The next day we had more panels and discussions. As leader of my discussion group, I had to end the day in a meeting that lasted for hours! We were preparing the conclusion of the conference for the following day and had to consolidate our policy recommendations for general discussion. Hours later we finished and I had to refrain from going out and instead headed to my room to work on another paper for school. It was a long night.

The next day we all gathered to discuss and choose the final recommendations that were to be presented to the American Embassy and the Jordanian government. We went way beyond our time limit and spent at least six hours amending and choosing the necessary and appropriate recommendations.
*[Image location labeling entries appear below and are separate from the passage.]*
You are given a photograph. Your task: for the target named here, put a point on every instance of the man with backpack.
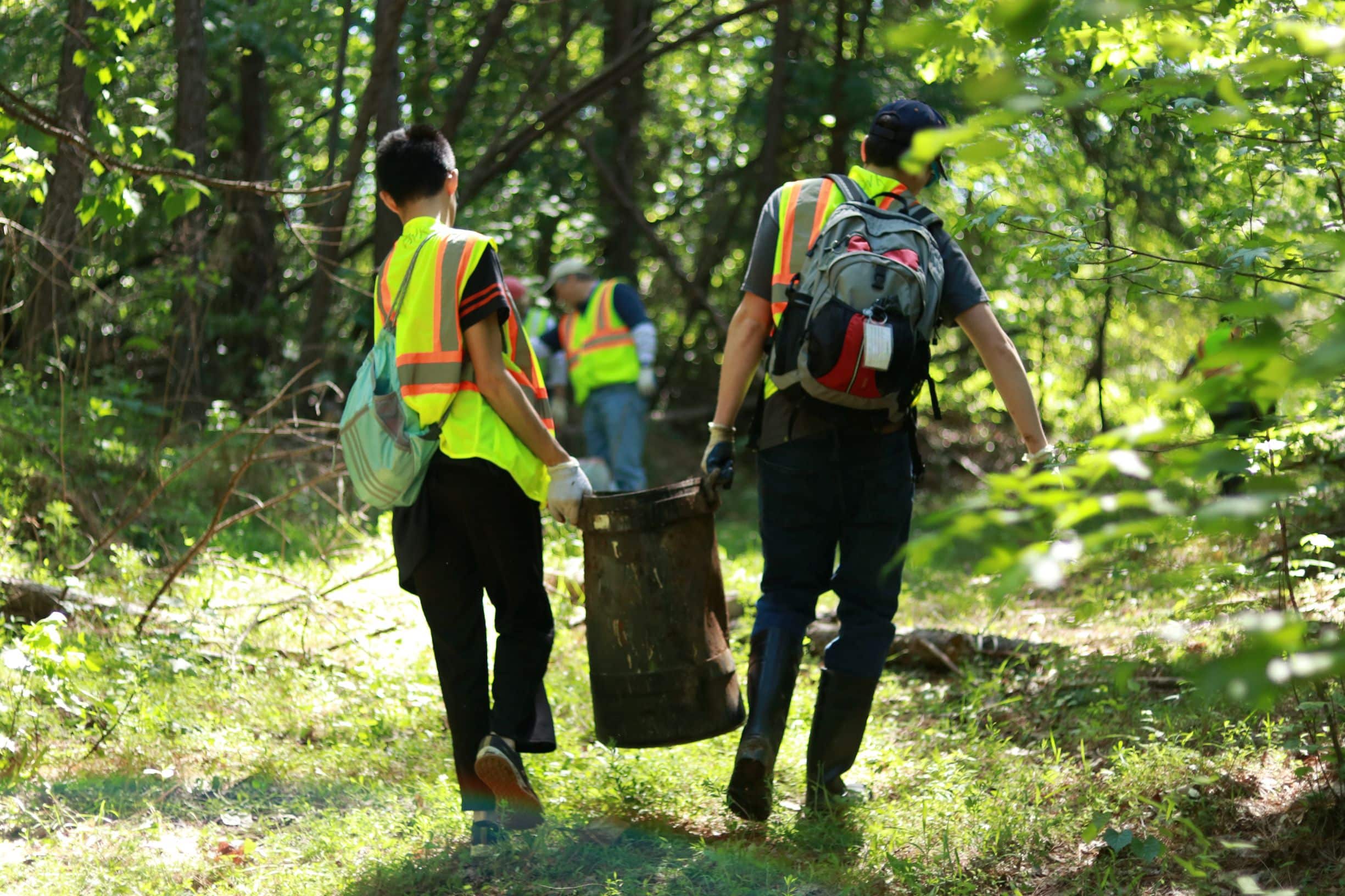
(465, 362)
(848, 279)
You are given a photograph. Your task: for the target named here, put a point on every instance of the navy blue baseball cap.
(896, 124)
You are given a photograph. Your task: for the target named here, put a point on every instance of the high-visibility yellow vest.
(598, 345)
(432, 366)
(805, 208)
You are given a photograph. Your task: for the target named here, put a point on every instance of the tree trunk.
(840, 150)
(338, 92)
(389, 117)
(388, 23)
(459, 102)
(190, 229)
(623, 151)
(253, 268)
(782, 45)
(1100, 366)
(54, 261)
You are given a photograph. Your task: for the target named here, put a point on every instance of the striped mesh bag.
(388, 450)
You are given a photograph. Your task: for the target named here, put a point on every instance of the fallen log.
(33, 601)
(938, 649)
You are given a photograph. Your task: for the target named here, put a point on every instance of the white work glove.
(1046, 458)
(648, 383)
(568, 490)
(717, 461)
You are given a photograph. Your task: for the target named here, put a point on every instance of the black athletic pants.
(474, 528)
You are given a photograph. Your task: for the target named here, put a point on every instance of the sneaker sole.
(505, 782)
(750, 792)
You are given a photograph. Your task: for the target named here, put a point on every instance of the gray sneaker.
(502, 769)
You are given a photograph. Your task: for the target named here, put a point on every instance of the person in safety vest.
(463, 361)
(834, 481)
(609, 345)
When it finally ended a local, who was in attendance a the conference, took me and two other friends to the Dead Sea where we floated for a short while…the Dead Sea is so salty it is virtually impossible to sink therefore you can simply walk in the water, fall back, and lay on your back for hours without any effort or getting the feeling you will ever sink (as you can see from my picture above). Not only that, but its sand and water is famous for the wonders it does to your joints and skin. I walked out of that sea softer than a baby’s bottom…kind of weird for a guy. It was an impressive view to be on the Jordanian side of the water and see Israel on the other side. When we headed back to Amman we went for an AMAZING meal! We went to a grand, traditional restaurant where we had an extremely long table seating about 30 people full of food…I am not exaggerating when I say it was like sitting at a buffet. The food kept flowing out to the middle of the table and we could choose whatever we felt looked good and boy did I! Being surrounded by Arabs all in their traditional clothing was really cool too. They had a traditional band playing throughout the place and we inevitably got up to join in the dancing. It was a blast.

The next day I went with the other leaders to meet with Prince Hassan to present our recommendations and it generally went well (picture above). The meeting was abruptly ended when we said something that wasn't to his council's liking...so it goes with all opposition in Jordan, apparently. Afterwards, I went with a group of friends to the south of Jordan to a desert called Wadi Rum. We drove out into the middle of the desert and had a guide make us a traditional badouin (another word for Nomadic Arabs) dinner in the sand. We ate, drank tea, and then just laid back and stared at the stars until we fell asleep. Since we didn’t get to see the desert when we first arrived (we got there when it was dark) we were pleasantly surprised the next morning. We could see miles of sand and mountains all around us. We checked out some ancient caves and ruins and couldn’t stay too long since me and my friend, John, who is studying Arabic in Cairo, had to hurry over to Petra. If you have seen Indiana Jones then you know what Petra is…it is that castle-looking thing built into the mountain that is pictured above…that is what we had to see. We finally arrived and walked the long path to it in between naturally made caves and ancient ruins until we came up to it. It was simply amazing. Of course I had to ride the camel and take a picture in front of it. It was just breathtaking. We then went further and had to climb the hour-long steps to atop a mountain and see mountain ranges that surround the area. I can’t describe everything in detail since I wont be able to give it justice so I’ll just let the pictures above explain it.

Afterwards, I had to hurry back to Amman which was a few hours away so John could catch his flight while I worked on my paper and get ready for my flight early the next morning. I didn’t want to leave Jordan, but I knew I had to get back to Brussels to work on my finals…egh!